An example would be a specialist palliative-care programme providing in-reach to community hospitals and nursing homes, so as to avoid the necessity of sending elderly patients to the emergency department inappropriately and, if and when these patients are admitted to hospital, that their discharge back to a more appropriate setting is expedited. Similarly, specialist palliative-care services work alongside paediatric and primary-care teams in enabling children with life-limiting illnesses to be cared for in their own homes.

A core value of palliative care is the prevention and relief of suffering. Support provided to family caregivers by the interdisciplinary team throughout the patient's journey and bereavement support after the patient's death help to prevent potential physical and mental ill health resulting from having lost a loved one. It is important that after-death bereavement support for families is factored in when implementing a "money follows the patient" model of health care provision.

Who should deliver palliative care?
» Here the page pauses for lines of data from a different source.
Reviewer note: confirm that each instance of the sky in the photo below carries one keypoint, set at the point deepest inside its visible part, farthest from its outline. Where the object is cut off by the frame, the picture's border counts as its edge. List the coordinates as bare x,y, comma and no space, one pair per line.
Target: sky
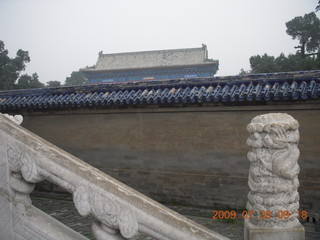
63,36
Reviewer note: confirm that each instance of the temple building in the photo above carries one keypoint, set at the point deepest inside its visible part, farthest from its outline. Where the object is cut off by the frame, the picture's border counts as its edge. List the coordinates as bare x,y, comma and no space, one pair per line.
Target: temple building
152,65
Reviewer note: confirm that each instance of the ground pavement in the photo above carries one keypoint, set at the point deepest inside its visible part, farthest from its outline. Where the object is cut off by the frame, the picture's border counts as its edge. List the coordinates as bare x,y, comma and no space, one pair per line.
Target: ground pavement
63,210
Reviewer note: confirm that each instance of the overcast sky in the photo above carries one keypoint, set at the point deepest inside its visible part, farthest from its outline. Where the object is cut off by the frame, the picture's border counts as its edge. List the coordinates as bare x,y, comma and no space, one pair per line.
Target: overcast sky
65,35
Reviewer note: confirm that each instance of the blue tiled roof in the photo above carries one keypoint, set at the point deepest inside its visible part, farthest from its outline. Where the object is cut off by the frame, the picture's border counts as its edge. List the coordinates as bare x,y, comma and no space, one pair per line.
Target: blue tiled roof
259,88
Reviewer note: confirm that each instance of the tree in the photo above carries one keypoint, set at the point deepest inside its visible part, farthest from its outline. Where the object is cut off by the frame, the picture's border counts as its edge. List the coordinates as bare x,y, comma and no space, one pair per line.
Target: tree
282,63
26,81
53,84
306,29
10,68
76,78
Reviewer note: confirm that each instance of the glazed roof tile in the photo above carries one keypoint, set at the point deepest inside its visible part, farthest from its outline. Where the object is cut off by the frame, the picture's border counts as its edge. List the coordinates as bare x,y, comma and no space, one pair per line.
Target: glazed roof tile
259,88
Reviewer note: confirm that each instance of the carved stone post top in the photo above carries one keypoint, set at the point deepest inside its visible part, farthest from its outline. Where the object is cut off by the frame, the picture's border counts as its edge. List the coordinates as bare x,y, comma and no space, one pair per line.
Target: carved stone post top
274,169
16,118
264,122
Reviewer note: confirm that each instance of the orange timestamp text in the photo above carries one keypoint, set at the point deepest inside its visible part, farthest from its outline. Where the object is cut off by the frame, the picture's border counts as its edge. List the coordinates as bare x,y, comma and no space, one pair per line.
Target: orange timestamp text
262,215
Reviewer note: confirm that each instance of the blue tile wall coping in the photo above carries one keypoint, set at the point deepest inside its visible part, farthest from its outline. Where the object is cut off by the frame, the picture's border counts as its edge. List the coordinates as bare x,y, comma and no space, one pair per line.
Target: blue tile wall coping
247,89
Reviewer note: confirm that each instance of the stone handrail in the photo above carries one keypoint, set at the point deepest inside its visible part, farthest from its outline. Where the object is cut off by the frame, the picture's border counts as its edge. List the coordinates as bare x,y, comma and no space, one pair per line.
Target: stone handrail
119,211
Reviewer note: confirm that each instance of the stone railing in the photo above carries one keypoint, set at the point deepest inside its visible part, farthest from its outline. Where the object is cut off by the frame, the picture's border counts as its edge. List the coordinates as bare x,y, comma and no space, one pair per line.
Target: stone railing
119,211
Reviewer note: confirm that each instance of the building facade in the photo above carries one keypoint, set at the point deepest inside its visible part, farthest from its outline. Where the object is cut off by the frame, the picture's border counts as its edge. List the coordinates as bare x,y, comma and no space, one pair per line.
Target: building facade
152,65
177,141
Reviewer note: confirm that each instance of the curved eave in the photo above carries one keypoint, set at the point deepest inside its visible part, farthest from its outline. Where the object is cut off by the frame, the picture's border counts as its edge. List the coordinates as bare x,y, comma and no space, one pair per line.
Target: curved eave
94,70
250,89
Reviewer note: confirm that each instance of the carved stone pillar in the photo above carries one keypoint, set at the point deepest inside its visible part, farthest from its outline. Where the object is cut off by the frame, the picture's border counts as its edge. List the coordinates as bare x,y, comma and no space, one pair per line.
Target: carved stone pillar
273,200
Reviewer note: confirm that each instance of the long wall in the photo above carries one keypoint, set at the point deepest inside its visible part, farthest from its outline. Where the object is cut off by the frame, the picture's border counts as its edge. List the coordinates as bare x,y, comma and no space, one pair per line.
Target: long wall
193,155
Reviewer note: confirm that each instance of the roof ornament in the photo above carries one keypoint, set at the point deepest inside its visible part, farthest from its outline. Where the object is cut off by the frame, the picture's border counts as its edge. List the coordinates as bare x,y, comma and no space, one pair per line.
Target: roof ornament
16,118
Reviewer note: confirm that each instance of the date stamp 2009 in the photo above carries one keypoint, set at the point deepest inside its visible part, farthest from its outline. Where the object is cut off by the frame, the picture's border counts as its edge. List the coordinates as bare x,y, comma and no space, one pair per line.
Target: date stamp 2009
262,215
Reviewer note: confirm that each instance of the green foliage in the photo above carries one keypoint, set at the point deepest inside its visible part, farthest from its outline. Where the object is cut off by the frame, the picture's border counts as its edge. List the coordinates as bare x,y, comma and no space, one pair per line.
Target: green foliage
306,29
26,81
53,84
10,68
76,78
292,62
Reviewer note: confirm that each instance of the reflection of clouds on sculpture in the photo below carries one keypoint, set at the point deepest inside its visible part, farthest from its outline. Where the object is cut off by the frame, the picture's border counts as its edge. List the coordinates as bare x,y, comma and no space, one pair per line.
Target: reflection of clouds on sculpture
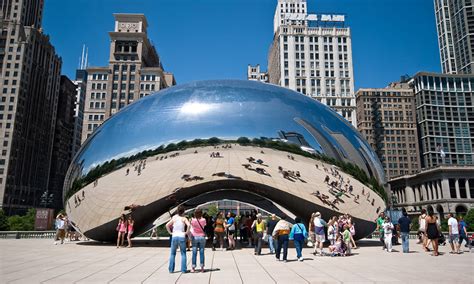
171,129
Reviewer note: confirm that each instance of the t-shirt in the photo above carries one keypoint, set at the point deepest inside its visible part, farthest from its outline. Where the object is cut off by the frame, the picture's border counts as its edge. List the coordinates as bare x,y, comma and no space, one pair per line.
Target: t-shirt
453,223
404,223
230,222
271,226
387,227
380,221
196,225
462,225
346,235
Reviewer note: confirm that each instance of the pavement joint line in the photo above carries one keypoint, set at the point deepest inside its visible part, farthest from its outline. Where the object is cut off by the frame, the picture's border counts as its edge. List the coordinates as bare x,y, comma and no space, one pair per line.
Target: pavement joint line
256,259
155,270
97,271
237,266
61,264
141,262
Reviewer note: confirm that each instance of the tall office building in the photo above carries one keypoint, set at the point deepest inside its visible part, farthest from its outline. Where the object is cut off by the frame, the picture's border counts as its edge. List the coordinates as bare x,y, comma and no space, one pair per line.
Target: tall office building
312,54
254,73
30,79
455,26
445,116
135,70
386,118
63,139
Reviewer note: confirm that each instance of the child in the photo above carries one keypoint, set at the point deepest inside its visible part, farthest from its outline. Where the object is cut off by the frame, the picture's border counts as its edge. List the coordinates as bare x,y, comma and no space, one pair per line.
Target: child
388,227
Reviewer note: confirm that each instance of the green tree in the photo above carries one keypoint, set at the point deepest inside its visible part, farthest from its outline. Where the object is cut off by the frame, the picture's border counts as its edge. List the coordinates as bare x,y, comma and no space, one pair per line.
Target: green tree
3,221
469,219
22,223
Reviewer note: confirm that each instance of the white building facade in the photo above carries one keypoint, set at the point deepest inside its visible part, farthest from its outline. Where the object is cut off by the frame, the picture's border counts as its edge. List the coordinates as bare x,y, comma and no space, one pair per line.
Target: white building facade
312,54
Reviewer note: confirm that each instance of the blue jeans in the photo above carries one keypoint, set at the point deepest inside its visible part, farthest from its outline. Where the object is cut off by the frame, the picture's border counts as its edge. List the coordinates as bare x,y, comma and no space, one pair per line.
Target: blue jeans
175,242
271,244
298,247
282,243
198,243
405,243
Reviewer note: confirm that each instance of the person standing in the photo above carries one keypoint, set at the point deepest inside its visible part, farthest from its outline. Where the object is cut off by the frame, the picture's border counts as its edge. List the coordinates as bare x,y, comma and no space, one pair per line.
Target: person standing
270,227
319,235
178,227
60,229
462,232
432,230
380,221
258,227
219,231
230,226
453,233
422,229
298,234
130,223
388,231
198,223
122,230
404,228
281,233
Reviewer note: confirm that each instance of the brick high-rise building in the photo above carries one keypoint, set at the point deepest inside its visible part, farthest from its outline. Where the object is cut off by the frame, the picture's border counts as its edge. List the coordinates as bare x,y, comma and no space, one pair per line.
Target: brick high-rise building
135,70
29,86
312,54
455,26
386,118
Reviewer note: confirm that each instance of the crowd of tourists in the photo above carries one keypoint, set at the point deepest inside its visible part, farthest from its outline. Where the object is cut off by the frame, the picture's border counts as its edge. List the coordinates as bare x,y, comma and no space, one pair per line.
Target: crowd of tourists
430,235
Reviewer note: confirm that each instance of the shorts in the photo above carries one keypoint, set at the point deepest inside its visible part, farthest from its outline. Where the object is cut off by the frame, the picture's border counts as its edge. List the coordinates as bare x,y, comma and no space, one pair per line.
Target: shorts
454,238
320,238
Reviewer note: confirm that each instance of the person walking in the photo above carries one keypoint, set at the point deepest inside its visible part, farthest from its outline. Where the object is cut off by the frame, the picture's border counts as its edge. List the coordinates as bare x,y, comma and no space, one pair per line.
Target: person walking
219,231
60,229
298,234
270,227
332,230
230,226
178,227
388,233
281,234
130,223
258,227
462,233
319,235
453,233
380,221
404,229
198,223
432,230
122,230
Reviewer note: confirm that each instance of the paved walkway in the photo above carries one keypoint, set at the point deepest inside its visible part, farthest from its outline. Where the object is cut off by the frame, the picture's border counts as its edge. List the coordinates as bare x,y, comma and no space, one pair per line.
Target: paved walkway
39,261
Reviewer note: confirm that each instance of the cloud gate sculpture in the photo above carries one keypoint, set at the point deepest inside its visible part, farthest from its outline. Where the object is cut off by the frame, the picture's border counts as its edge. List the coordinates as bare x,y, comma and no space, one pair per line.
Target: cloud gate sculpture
241,140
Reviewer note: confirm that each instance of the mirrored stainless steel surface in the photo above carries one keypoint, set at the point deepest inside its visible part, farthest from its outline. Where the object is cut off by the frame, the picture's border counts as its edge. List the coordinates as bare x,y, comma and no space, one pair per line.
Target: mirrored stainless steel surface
272,142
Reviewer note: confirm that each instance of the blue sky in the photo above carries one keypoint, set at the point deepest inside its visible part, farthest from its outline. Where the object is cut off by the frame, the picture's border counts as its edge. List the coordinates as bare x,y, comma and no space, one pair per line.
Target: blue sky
216,39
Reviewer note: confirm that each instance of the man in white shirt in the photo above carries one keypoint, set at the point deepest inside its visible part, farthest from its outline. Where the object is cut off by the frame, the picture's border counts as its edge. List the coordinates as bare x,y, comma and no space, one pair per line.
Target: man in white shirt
453,233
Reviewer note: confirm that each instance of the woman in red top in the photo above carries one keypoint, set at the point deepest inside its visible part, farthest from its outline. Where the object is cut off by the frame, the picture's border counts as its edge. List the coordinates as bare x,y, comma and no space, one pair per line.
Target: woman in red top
130,222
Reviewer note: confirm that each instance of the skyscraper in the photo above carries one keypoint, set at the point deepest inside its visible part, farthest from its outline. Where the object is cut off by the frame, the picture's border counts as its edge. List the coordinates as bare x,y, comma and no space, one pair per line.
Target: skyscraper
445,112
455,25
30,72
312,54
135,70
386,118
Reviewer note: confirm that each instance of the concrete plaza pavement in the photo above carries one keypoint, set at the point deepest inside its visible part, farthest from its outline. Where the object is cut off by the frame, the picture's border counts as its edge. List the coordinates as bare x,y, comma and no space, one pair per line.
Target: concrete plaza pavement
40,261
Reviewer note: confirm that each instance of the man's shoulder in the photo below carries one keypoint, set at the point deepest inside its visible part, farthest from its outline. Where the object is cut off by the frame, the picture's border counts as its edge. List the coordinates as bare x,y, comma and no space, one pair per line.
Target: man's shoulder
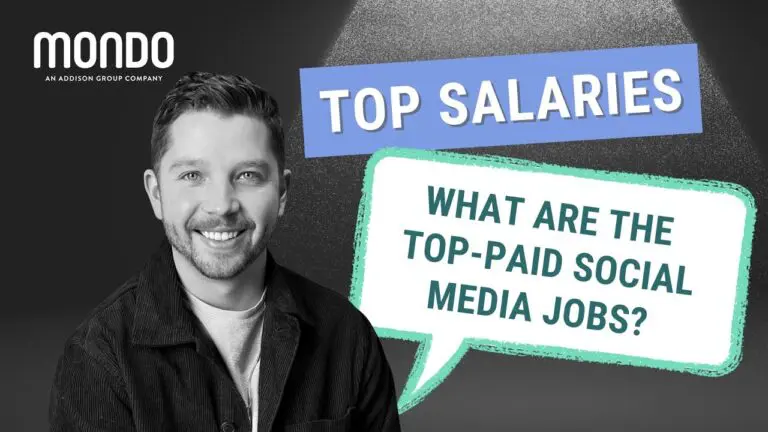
109,324
324,306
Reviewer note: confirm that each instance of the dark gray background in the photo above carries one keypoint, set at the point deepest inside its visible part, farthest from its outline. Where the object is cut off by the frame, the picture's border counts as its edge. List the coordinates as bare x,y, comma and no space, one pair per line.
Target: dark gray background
77,222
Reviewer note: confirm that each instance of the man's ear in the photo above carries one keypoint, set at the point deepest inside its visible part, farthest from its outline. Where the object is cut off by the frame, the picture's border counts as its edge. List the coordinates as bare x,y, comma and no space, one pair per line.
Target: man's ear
152,187
284,185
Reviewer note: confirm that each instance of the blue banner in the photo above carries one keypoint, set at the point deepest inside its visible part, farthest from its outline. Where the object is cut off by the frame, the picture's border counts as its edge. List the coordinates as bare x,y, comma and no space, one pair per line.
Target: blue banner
505,100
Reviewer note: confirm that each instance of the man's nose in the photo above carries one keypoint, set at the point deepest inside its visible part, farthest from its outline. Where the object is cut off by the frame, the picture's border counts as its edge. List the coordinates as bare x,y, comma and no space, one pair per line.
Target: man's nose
220,199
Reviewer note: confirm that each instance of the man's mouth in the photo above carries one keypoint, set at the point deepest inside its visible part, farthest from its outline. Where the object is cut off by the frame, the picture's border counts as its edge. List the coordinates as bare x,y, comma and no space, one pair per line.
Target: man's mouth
220,235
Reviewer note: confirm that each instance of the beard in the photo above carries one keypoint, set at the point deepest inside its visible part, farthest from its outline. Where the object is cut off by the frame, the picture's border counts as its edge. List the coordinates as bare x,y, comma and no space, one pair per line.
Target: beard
213,264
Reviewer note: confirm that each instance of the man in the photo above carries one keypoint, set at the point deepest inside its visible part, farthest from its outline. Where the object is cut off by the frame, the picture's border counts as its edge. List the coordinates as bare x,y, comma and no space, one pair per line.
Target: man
212,334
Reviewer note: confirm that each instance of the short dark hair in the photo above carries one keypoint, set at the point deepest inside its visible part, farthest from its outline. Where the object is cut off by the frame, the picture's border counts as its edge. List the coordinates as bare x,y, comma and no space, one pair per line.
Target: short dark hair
225,94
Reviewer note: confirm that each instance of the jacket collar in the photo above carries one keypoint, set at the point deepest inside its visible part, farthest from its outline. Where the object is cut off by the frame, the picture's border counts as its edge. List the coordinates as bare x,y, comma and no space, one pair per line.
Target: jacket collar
162,317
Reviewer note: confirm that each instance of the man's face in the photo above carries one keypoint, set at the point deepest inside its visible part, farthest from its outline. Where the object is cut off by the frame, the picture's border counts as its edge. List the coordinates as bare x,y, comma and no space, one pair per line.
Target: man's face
218,191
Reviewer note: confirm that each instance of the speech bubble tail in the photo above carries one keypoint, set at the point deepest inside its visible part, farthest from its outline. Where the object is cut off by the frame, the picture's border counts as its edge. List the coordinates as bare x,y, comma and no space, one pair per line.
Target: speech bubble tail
435,359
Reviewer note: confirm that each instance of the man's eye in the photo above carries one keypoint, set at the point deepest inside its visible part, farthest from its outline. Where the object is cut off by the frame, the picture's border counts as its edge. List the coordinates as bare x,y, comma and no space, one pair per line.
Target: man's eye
251,176
191,176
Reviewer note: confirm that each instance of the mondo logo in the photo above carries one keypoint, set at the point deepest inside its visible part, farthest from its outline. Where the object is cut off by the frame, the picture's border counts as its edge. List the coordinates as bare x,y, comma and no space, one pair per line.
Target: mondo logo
133,50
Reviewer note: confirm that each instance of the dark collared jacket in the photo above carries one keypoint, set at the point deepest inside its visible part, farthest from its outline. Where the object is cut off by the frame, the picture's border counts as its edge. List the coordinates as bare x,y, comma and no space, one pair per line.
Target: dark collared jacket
140,362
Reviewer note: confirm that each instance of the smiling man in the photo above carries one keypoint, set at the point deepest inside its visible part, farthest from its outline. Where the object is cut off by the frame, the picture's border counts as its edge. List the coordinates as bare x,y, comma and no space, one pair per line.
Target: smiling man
213,334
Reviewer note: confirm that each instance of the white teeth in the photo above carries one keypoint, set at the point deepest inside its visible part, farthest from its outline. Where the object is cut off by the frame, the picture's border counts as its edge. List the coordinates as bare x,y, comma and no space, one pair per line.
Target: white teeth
220,236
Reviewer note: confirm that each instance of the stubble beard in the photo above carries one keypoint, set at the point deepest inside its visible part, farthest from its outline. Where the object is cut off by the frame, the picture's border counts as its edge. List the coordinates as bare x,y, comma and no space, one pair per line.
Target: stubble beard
216,267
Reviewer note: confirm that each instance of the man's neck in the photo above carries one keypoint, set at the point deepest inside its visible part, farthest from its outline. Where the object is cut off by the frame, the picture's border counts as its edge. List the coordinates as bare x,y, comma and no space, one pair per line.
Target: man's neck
239,293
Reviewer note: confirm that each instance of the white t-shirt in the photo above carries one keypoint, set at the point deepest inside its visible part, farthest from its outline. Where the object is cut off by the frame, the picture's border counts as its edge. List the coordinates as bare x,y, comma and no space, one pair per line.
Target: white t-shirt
237,336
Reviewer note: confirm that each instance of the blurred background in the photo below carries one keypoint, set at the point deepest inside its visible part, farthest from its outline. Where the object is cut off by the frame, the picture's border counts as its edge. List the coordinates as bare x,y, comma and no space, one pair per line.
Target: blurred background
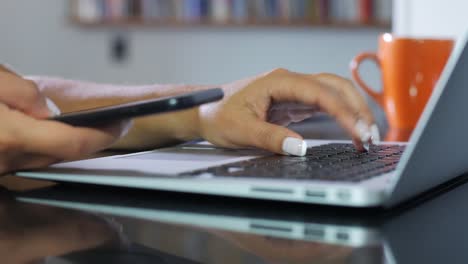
208,41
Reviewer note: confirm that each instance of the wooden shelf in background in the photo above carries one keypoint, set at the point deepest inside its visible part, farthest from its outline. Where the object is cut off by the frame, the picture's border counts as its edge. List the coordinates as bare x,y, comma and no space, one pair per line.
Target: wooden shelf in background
213,24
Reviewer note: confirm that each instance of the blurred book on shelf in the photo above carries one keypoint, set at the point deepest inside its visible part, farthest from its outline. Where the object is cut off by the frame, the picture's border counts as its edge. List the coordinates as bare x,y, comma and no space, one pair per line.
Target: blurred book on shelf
346,12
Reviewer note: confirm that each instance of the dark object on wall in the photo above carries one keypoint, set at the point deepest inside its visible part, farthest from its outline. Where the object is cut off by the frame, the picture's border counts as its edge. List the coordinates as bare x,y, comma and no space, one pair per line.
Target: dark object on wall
120,48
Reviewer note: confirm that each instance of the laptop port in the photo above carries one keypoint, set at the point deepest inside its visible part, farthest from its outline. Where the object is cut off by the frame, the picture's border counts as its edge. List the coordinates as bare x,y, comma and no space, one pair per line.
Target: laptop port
316,194
314,233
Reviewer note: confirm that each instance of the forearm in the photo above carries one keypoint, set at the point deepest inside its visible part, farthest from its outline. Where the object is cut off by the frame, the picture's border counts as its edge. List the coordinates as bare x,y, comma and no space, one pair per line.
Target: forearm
147,132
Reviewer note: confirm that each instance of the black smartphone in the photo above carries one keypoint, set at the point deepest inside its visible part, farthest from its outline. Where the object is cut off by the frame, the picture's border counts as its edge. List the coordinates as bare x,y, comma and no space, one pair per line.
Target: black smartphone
96,116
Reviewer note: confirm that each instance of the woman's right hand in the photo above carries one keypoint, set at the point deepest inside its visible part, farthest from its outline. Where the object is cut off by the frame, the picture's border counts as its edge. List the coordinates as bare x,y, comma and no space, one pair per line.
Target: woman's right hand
28,140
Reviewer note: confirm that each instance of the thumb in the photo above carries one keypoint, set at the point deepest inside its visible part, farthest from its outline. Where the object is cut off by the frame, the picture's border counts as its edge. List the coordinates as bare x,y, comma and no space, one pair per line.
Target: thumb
277,139
23,95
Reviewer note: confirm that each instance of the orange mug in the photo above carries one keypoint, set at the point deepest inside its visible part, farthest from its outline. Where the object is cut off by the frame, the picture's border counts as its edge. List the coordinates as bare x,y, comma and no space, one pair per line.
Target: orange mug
410,68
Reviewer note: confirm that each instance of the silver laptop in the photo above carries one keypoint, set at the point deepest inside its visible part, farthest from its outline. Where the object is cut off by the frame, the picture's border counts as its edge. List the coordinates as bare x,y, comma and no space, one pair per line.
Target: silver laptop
331,173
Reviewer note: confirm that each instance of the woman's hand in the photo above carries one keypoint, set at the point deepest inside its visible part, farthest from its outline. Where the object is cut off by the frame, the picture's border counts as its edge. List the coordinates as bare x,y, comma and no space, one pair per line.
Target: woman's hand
253,111
28,141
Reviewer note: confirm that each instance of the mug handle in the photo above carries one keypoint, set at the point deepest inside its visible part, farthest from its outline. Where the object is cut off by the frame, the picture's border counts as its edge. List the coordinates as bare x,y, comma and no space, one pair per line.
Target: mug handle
355,63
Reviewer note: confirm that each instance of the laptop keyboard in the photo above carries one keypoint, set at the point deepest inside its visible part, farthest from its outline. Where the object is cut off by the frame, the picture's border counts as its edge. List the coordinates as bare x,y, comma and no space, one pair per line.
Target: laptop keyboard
330,162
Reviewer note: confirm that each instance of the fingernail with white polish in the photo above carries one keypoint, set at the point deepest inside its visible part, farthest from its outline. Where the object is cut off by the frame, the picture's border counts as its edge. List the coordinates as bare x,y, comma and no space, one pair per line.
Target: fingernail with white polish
375,134
53,108
294,146
363,131
366,146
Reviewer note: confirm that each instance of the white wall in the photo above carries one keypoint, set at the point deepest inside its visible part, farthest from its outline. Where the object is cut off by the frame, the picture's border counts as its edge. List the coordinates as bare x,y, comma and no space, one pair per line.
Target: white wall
431,18
38,39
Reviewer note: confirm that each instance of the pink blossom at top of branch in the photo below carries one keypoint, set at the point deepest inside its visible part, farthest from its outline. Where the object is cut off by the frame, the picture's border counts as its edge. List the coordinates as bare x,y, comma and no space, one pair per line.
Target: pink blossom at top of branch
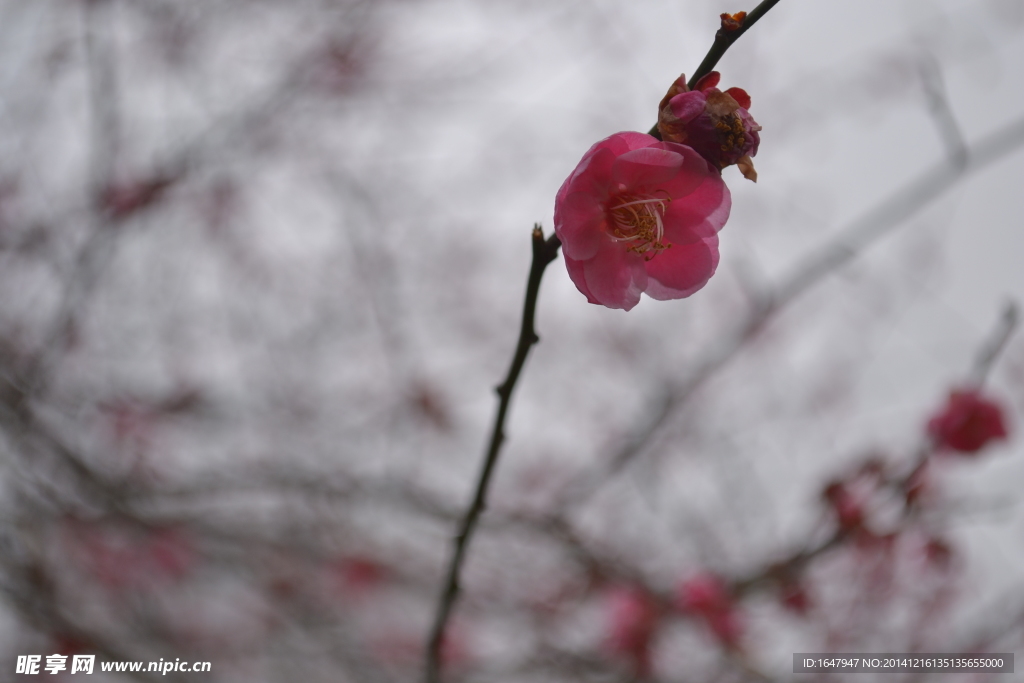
640,215
968,422
716,124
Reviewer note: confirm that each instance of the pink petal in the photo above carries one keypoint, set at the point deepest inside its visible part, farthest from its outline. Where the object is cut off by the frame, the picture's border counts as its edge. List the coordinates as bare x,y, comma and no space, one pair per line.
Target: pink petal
709,81
645,168
579,279
681,270
635,140
702,212
615,276
692,172
580,224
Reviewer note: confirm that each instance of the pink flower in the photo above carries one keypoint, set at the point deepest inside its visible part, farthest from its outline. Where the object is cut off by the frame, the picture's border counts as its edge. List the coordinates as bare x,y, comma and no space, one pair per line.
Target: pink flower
634,622
715,123
706,596
640,215
967,422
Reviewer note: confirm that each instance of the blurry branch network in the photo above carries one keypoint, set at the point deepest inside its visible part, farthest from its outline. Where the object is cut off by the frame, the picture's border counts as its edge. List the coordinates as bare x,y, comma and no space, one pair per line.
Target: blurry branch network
878,221
544,252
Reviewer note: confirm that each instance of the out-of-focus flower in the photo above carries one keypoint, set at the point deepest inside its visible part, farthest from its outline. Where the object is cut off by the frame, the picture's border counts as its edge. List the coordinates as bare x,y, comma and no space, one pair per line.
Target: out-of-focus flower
967,423
706,596
795,598
634,620
640,215
716,124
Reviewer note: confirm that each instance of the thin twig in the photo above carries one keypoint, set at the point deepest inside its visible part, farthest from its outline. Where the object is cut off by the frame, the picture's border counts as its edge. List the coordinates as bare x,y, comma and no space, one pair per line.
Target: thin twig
544,253
726,36
809,270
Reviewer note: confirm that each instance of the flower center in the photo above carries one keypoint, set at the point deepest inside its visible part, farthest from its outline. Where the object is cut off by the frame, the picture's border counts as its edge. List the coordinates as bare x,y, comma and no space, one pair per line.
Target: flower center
731,133
639,222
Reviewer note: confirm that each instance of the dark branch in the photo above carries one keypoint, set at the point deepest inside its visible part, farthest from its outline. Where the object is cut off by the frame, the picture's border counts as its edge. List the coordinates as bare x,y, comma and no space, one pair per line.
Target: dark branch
726,36
544,253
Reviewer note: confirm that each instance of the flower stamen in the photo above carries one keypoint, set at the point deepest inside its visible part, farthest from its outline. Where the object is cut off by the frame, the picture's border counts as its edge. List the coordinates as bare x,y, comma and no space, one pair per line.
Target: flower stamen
641,222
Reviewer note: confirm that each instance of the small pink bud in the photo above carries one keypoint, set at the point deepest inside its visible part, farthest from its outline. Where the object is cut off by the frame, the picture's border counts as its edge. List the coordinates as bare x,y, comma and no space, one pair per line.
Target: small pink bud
716,124
968,422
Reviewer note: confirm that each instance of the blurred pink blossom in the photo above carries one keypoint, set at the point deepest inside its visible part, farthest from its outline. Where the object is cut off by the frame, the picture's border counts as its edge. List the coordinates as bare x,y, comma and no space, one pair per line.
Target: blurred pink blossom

The short answer is palliative care is everybody's responsibility. For complex patients, specialist palliative care services will be directly involved in delivering care to a patient at any point and sometimes throughout the patient's illness journey, working alongside generalist services and all other specialties. However, there are other patients whose needs are such that they do not necessarily require the specialist palliative-care team to provide care directly to them. Rather the need is for the specialist palliative-care team to provide ongoing education and support to the primary care team or other specialist team looking after them.

Very significant progress has been made in recent years with regard to palliative care in Ireland. Even as recently as 30 years ago, the gentleman with the pelvic tumour I mentioned earlier would simply not have been able to access the service that, in his words, gave him his life back. However, inequalities in service provision remain, and, as mentioned in the earlier session, the next ten years will see an exponential increase in the number of people with palliative-care needs, because of the increasing number of elderly people living longer with ill health and multiple illnesses, and at the other end of the age spectrum the increasing recognition of the number of children with palliative-care needs. Therefore, we need to work together, using an integrated approach, so that we can provide both quality and quantity along with equity to future-proof palliative care, so that those with a life-limiting illness can live the lives they want to lead right up until they die.